Seeds are also important for conserving rare species, from trees to shrubs to other flowering plants. For example, the recently discovered Trillium tennesseense is only known in three locations in East Tennessee.

“But seeds must be saved the right way.

“Including a species’ biology in sample guideline calculations can dramatically improve sampling effectiveness, according to a new study from the National Institute for Mathematical and Biological Synthesis.

“For a long time, seed sampling guidelines have typically been quite general: the same recommended minimum sample applied to all species, roughly 50 seeds per population, whether a towering tree, widespread grass, or a small bee-pollinated herb. Such recommendations were based on genetic theory without considering plant ecology and reproductive biology.

“In the new study, published today in the journal Biological Conservation, researchers tested the importance of three factors in seed sampling: a species’ “selfing” rate, or rate at which a species pollinates itself, its seed and pollen dispersal distances, and whether an annual or perennial.”  –Source:

GR:  As good stewards, we could be restoring healthy conditions in burned, clear-cut, flooded, and overgrazed vegetation. If we were giving restoration the proper amount of attention, we would refine many of our practices.  In the study discussed above, the researchers studied the genetic variability of seeds and discovered that obtaining adequately variable seed collections requires that seed sample sizes vary with species’ reproductive traits.

Of course, we could consider other things.  For instance, we might find that genetic variability is related to species interaction strategies and to their spatial distribution, their areography.  However, our species has not become a good steward.  We know about many factors that we haven’t taken time to understand well enough to apply to our stewardship practices.
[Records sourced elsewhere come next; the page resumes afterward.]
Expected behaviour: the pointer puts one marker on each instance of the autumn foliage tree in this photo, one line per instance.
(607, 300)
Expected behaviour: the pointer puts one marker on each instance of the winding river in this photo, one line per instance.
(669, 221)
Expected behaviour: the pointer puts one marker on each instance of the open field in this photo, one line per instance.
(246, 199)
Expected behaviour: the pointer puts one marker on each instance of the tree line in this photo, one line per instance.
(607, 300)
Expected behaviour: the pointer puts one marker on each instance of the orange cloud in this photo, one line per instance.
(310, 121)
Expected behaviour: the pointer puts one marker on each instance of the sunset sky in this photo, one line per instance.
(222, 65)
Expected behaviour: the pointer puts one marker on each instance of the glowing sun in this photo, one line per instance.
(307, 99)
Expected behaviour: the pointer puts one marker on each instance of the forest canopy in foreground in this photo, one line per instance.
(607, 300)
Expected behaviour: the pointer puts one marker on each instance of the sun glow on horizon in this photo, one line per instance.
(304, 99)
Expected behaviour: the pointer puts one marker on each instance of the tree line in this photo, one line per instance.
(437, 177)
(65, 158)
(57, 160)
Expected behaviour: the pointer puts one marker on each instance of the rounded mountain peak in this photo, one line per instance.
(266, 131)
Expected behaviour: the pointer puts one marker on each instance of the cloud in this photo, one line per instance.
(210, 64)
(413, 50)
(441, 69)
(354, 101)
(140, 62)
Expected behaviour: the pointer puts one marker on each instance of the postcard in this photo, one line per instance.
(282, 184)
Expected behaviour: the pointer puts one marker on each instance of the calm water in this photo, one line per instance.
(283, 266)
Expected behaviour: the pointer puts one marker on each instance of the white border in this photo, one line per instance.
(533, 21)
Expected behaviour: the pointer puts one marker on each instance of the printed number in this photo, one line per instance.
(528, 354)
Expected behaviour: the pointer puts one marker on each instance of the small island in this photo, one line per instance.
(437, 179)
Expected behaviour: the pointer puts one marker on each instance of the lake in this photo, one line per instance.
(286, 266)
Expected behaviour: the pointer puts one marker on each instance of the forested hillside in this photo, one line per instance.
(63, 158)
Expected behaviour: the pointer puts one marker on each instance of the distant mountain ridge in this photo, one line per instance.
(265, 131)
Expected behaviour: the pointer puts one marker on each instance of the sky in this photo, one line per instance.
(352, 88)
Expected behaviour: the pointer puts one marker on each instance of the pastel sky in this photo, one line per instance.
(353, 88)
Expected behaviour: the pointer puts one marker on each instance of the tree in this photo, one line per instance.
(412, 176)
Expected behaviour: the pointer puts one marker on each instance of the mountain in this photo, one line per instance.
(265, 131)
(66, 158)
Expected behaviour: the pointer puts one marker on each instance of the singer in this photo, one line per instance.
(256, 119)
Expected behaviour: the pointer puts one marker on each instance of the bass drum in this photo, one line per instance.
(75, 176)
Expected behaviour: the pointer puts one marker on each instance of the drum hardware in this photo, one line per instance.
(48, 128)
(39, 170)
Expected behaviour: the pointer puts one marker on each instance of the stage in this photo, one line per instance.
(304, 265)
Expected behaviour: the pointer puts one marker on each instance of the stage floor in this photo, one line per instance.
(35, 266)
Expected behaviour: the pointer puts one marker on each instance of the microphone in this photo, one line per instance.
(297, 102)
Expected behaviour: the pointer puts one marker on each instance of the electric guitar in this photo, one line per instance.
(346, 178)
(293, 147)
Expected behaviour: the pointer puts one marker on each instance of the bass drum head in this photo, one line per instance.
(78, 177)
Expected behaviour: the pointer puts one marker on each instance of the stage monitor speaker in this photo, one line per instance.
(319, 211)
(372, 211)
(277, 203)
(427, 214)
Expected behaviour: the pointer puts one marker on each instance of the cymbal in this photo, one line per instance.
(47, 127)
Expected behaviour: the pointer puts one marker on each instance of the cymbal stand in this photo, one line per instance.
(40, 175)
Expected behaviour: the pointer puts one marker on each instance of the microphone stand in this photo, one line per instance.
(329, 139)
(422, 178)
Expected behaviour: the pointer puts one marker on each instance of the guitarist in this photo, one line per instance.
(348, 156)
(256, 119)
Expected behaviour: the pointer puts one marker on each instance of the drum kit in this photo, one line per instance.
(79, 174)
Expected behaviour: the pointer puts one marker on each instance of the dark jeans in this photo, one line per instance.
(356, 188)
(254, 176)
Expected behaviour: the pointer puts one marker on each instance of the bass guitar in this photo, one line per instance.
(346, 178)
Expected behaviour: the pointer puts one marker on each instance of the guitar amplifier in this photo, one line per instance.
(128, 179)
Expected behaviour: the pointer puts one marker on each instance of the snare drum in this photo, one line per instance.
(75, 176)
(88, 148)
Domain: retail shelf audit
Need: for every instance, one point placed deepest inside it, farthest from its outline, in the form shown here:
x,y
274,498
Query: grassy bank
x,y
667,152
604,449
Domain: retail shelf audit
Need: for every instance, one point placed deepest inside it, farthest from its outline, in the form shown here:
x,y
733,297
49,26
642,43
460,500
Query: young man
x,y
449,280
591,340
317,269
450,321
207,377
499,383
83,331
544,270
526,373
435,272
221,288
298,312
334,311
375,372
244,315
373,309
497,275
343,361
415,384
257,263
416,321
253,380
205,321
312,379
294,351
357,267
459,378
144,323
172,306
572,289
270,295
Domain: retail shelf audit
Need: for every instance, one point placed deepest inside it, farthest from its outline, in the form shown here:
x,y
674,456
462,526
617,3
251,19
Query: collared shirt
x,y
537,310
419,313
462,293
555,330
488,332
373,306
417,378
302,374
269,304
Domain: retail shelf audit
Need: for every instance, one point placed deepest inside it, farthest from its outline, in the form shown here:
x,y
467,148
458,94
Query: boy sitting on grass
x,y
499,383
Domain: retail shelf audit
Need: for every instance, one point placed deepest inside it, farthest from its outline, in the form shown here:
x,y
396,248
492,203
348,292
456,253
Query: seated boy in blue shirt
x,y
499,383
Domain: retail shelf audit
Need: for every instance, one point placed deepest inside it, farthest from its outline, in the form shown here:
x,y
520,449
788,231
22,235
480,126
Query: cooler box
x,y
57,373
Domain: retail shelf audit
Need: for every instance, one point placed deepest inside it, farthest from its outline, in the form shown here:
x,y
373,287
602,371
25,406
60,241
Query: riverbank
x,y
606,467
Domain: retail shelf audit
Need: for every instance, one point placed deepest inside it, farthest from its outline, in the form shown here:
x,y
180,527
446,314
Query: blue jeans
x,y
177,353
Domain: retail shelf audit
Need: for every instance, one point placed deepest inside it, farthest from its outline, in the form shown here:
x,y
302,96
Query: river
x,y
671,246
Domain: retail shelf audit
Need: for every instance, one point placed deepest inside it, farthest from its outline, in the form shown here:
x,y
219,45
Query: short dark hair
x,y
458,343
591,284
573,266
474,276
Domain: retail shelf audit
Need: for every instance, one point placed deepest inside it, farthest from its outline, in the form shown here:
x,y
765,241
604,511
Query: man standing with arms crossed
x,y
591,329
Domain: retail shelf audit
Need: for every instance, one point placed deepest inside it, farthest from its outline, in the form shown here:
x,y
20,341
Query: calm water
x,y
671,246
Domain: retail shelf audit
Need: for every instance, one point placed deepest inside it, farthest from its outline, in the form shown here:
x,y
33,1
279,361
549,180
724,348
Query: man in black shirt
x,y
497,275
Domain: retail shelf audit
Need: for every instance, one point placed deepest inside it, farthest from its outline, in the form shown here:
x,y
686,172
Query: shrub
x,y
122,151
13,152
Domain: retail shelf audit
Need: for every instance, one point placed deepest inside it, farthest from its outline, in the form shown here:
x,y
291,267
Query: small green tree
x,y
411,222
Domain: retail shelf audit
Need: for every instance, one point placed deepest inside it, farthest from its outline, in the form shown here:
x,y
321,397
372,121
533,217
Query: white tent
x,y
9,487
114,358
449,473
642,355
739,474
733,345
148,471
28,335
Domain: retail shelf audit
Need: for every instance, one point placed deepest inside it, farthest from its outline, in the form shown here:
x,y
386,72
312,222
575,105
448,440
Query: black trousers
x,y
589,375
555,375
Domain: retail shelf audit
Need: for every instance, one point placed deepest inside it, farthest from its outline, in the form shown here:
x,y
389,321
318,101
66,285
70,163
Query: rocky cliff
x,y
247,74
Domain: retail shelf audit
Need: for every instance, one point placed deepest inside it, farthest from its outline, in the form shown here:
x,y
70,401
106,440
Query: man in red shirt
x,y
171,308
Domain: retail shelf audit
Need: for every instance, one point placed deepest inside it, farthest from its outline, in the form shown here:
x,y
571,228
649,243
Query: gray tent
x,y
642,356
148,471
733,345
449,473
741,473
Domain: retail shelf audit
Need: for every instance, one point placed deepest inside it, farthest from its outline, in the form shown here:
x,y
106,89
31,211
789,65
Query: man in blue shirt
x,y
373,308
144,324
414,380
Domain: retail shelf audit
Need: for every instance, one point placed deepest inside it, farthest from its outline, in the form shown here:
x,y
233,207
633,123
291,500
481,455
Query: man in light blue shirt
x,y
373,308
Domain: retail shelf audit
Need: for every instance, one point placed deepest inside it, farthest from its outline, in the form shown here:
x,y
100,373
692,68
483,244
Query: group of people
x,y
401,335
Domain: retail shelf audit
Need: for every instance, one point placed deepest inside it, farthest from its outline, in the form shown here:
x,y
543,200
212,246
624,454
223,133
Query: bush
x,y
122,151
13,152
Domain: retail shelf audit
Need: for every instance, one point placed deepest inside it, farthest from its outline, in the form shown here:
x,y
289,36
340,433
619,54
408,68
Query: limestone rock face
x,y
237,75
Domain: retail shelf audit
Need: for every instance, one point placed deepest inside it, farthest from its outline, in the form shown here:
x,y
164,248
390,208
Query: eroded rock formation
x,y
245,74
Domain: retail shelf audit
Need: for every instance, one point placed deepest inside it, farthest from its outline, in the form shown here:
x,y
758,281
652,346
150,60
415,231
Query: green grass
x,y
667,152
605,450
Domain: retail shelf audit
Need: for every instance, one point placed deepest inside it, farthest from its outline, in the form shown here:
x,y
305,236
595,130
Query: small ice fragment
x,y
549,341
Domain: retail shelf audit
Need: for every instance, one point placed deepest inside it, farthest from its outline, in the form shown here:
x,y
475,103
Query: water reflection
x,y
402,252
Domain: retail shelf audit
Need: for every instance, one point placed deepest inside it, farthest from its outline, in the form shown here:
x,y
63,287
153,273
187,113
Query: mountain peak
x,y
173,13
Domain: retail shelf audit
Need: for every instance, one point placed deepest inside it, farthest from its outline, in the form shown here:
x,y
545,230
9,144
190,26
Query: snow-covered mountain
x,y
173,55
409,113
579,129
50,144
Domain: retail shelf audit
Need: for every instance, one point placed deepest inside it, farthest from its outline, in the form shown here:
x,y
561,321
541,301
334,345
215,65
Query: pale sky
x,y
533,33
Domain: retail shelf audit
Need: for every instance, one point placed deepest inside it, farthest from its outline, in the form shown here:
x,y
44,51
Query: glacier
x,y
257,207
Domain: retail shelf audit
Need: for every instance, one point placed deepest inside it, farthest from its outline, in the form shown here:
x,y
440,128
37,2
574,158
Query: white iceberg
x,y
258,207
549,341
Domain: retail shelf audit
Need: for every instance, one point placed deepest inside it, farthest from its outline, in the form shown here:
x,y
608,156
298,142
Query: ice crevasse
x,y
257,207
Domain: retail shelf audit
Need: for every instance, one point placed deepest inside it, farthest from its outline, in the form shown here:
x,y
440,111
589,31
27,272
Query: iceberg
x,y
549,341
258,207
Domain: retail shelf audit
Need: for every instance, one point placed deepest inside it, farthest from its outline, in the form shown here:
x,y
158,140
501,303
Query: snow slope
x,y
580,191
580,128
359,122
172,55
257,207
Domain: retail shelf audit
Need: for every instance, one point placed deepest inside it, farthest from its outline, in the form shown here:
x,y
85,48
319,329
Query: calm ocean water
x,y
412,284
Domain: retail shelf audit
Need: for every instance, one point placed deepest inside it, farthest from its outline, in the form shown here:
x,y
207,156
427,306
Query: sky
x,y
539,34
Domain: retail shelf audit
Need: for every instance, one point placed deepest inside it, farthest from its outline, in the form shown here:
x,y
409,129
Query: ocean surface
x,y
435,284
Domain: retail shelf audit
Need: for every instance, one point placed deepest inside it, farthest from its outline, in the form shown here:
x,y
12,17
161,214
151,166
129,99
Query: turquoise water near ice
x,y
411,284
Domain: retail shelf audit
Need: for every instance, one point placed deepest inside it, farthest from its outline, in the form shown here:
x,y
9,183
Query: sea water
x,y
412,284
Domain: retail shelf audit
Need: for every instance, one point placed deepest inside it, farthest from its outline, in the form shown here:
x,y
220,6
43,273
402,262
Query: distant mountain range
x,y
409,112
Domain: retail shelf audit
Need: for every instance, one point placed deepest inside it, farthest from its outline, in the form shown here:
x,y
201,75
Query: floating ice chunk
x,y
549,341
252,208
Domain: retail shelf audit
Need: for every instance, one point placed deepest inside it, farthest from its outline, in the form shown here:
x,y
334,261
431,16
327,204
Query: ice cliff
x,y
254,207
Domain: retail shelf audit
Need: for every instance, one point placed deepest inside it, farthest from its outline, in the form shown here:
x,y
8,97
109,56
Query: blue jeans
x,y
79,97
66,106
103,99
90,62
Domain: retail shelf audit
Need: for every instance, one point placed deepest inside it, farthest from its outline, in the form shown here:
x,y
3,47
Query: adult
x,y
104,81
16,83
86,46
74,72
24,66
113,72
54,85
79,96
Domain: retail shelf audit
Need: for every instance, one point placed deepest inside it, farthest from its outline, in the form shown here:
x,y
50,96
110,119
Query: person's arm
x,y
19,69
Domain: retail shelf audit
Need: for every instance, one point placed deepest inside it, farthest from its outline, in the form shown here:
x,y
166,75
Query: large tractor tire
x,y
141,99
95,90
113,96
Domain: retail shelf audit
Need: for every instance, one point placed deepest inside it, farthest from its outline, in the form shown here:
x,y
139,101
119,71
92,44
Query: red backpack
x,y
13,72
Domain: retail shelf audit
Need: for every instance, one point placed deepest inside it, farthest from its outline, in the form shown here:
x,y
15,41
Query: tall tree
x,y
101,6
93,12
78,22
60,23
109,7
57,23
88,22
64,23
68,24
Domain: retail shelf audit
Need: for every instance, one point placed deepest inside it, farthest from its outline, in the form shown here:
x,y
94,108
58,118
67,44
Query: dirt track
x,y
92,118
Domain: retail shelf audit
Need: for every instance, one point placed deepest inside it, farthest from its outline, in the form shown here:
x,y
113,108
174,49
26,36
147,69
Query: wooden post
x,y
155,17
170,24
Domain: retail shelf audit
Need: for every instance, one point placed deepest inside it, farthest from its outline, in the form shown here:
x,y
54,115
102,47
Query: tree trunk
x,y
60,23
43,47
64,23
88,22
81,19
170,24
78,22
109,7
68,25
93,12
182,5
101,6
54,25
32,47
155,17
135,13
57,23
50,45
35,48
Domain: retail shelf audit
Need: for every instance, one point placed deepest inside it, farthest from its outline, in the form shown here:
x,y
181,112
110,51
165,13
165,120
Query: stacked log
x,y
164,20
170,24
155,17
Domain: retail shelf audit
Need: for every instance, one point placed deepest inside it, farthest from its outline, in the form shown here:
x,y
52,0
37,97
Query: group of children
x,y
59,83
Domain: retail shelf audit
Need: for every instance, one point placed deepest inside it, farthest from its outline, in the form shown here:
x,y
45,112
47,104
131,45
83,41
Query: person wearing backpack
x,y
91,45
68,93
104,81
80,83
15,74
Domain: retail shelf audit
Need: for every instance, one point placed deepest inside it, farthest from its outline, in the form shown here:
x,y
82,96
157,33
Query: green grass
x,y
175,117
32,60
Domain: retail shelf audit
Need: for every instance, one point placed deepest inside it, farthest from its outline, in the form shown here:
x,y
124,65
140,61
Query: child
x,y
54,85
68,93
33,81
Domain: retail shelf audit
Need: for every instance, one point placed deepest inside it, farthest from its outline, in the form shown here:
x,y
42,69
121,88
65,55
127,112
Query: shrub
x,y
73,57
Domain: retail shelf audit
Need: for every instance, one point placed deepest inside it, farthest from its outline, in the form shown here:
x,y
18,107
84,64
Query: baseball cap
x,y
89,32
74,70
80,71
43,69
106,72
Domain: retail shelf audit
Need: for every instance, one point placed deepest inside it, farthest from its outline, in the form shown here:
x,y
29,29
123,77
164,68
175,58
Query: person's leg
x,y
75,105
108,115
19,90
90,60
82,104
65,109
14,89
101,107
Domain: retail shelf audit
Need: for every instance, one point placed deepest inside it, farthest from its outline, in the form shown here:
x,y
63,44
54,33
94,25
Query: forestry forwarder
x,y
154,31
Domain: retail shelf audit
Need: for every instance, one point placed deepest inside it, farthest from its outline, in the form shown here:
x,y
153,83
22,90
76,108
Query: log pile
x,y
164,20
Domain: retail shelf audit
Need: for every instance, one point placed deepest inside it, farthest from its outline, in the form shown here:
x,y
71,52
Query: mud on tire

And now, the news is that we are going to destroy a large portion of the species that ecosystems need to remain stable and productive.

Conservationists v chainsaws: the RSPB’s battle to save an Indonesian rainforest

Colm O’Molloy, Guardian:  “In 2007 an RSPB-led group bought up a series of logged-out Indonesian forests to bring them back from the brink.

“Over time, Harapan aims to become the leading centre of knowledge on how to bring damaged forest ecosystems back to health. Tropical rainforests develop over thousands of years. It is not yet known how long it takes to fully restore a damaged rainforest to health, or if it is possible at all.

“There is little doubt that the forests that make up Harapan would have been completely destroyed by now was it not for the efforts of the RSPB and its partners to protect and restore them.

“Despite ongoing losses to encroachment, Harapan still has a relatively large percentage of forest cover within its boundaries. Much of the surrounding forests have been completely decimated and replaced by palm plantations.”